The histories of science portrayed by Thomas Kuhn and Karl Popper -- according to their critics -- diverge from actual history. Parsons' counter-story follows.
"The history of science is not one of steady cumulative progress, but neither is it a succession of mutually exclusive paradigms where each new theory wipes the slate clean and starts all over again. If we regard all past theories as totally false, then the pessimistic metainduction probably should make us doubt our present theories, however empirically successful they are. But the history of science is not like the famous Peter Arno cartoon from the New Yorker: A test flight has just ended in a horrendous crash. The aircraft designer turns his back on the ensuing chaos, [and blithely says], "Well, back to the old drawing board." Science does not have to go back to the old drawing board with every superseded theory. Rather, when we look at the history of any field of science, a few theories will stand out as major breakthroughs. Once these breakthroughs occur, they are retained, in one form or another, through all subsequent theory changes, even through major conceptual revolutions. For instance, the mathematician and physicist James Clerk Maxwell (1831-1879) formulated a small set of simple equations that explained all the diverse phenomena of electricity and magnetism. He concluded that electricity and magnetism were different aspects of the same force, electromagnetism, and that light is actually a form of electromagnetic radiation. Maxwell's Treatise on Electricity and Magnetism was published in 1873, well before the two major revolutions in twentieth-century physics, relativity and quantum mechanics.

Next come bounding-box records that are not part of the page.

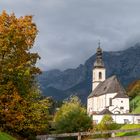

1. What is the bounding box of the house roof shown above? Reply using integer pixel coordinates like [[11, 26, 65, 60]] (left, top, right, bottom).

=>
[[99, 108, 113, 115], [88, 75, 128, 98]]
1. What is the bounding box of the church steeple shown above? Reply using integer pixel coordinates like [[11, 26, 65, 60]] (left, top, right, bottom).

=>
[[92, 42, 106, 90], [94, 42, 104, 68]]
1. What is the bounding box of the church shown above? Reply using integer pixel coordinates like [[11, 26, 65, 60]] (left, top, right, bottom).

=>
[[87, 44, 140, 123]]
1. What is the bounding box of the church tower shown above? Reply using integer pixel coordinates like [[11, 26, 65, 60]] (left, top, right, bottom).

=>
[[92, 42, 106, 91]]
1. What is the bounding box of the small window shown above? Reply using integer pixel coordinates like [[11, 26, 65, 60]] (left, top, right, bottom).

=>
[[93, 120, 98, 124], [109, 98, 112, 106], [124, 119, 129, 124], [120, 106, 124, 109], [137, 119, 140, 124], [99, 72, 102, 79]]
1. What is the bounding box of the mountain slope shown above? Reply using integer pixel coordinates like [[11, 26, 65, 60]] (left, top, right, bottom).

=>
[[38, 43, 140, 102]]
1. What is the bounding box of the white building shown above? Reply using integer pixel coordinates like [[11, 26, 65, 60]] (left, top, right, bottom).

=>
[[87, 46, 140, 123]]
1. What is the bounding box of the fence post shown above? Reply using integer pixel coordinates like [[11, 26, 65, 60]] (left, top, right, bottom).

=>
[[78, 133, 81, 140]]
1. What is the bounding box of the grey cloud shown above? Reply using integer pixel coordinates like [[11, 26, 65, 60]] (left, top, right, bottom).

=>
[[0, 0, 140, 70]]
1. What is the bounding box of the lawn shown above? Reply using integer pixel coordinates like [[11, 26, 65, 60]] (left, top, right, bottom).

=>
[[130, 96, 140, 114], [116, 124, 140, 136], [0, 132, 16, 140]]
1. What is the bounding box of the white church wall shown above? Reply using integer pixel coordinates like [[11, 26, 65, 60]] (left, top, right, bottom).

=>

The revolutions of twentieth-century physics overthrew some of Maxwell's ideas. For instance, he thought that since light was a wave, it had to be carried by some medium, the "luminiferous ether," an idea rejected by subsequent theory. However, light is still regarded as electromagnetic radiation, and Maxwell's equations, in modified form, are still regarded as valid for a given range of electrical and magnetic phenomena. Likewise, Newton's famous law of universal gravitation is retained in physics as correctly applying to things not moving too fast and to gravitational forces that are not too strong. So, many of Maxwell's ideas, like Newton's, have survived the enormous conceptual upheavals of the relativity and quantum revolutions, revolutions that overthrew so many of the ideas of "classical" physics. Within limited contexts, Maxwell's and Newton's theories are just as valid as they ever were. Other breakthrough theories have shown similar staying power in other fields of science" (p. 183-4).